E3SM-HR and E3SM-LR use an identical set of physical parameters but differ in the horizontal grid-spacing of each model component.  Each component has approximately a factor of four grid refinement.  The atmosphere and land components share a grid with spacing roughly equal to 25 km for E3SM-HR and 110 km for E3SM-LR.  The ocean and sea-ice models also share a grid.  The ocean/sea-ice grid varies in resolution globally, spanning 8-16 km for E3SM-HR and 30-60 km for E3SM-LR.

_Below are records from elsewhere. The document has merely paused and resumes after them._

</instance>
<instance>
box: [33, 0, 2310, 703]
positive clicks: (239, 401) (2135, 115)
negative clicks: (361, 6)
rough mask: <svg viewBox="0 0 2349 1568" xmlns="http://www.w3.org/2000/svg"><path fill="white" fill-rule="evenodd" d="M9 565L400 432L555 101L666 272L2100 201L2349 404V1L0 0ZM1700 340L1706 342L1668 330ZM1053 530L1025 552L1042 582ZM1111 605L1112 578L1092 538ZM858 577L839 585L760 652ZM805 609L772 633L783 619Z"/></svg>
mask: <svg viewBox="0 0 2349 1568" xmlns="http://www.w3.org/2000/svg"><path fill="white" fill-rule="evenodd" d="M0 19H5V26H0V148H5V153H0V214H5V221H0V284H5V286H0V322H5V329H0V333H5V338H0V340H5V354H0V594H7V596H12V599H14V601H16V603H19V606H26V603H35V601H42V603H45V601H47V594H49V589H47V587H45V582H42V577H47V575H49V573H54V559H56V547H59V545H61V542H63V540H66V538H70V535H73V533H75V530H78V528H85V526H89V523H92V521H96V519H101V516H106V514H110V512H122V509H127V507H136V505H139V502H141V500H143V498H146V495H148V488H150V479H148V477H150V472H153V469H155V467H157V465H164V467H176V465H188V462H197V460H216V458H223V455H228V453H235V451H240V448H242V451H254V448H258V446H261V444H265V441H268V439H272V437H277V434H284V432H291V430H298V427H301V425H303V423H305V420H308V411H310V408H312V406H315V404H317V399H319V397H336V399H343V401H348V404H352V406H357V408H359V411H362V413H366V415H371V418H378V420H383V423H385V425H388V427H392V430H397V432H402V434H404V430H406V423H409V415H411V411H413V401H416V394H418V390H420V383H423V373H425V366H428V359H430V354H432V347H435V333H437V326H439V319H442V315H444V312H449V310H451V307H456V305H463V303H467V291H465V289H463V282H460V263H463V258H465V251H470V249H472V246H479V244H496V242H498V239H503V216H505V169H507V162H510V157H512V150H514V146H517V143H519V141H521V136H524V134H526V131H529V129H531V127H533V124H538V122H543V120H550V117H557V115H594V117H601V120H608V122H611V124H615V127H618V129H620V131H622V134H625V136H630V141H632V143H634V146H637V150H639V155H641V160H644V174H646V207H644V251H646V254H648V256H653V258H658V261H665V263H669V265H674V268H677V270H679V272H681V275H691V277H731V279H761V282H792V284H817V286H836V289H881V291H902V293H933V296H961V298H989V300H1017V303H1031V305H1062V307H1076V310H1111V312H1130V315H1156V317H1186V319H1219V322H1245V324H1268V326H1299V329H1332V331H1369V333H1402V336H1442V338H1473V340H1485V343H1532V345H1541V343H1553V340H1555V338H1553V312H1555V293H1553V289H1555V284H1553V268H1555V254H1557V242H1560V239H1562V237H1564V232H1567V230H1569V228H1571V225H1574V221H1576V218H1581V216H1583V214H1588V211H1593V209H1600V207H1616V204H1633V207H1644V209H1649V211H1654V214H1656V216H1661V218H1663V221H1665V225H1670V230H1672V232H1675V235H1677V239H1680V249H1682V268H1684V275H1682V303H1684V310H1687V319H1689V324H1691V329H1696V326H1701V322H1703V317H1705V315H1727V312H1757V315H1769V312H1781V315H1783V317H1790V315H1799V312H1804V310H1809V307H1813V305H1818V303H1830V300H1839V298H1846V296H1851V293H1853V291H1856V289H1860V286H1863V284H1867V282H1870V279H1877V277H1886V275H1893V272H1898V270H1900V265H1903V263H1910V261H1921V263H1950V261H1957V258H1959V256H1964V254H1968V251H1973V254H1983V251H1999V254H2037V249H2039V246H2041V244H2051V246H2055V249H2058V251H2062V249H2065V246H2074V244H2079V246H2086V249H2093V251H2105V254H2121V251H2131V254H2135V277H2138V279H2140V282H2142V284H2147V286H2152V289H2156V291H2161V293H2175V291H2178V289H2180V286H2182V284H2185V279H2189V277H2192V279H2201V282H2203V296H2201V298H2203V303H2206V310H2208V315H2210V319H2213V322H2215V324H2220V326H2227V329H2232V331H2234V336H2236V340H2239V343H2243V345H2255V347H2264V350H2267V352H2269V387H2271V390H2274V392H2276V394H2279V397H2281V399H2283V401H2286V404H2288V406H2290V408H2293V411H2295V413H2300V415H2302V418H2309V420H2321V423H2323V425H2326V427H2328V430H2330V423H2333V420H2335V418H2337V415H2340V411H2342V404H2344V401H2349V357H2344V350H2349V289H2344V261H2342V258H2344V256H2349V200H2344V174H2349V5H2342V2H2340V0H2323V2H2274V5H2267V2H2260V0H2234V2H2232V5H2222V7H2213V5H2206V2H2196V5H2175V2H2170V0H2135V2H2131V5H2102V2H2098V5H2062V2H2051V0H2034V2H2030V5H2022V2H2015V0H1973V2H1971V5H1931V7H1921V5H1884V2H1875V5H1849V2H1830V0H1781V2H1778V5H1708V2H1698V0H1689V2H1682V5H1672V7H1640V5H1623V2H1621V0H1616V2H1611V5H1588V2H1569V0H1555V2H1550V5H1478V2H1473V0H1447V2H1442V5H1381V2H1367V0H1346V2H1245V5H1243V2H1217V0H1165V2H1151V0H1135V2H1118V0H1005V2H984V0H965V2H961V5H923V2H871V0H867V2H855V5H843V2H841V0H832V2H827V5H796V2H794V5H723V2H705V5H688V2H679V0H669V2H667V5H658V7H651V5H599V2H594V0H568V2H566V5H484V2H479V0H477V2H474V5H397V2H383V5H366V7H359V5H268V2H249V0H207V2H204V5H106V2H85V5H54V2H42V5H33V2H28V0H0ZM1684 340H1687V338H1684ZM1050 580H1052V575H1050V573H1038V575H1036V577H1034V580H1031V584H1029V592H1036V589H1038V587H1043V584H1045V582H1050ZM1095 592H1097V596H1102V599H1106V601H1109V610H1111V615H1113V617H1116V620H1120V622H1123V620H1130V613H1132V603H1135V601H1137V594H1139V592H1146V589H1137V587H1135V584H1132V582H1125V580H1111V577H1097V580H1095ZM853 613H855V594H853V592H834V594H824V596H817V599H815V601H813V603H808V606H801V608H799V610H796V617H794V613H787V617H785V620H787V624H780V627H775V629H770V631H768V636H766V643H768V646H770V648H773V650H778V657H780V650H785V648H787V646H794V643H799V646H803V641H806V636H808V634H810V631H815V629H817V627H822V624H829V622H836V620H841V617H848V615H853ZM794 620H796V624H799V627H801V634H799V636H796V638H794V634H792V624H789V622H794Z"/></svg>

To track ARs and HWs, we use the TempestExtremes software (Ullrich & Zarzycki, 2017).  ARs are tracked as features with large (area exceeding 850000 km2), localized vertically-integrated water vapor transport, that do not also fit the criteria for Tropical Cyclones (warm core low pressure systems).  HWs are tracked as features whose daily maximum temperature exceeds the 95th percentile temperature for that location and during the May through September period for at least two consecutive days.  In both cases, metrics like AR and HW frequency are sensitive to the specific feature definition chosen (e.g., Shields et al., 2018), which has implications for evaluating model performance in simulating these extreme events (Leung et al., 2022). Investigating the impacts of such sensitivity on our model evaluation results is beyond the scope of this study but should be explored in the future.

After tracking of ARs and HWs in the E3SM HR and LR simulations and in observations, different aspects of these extreme events are analyzed and compared between the HR and LR simulations and the observations.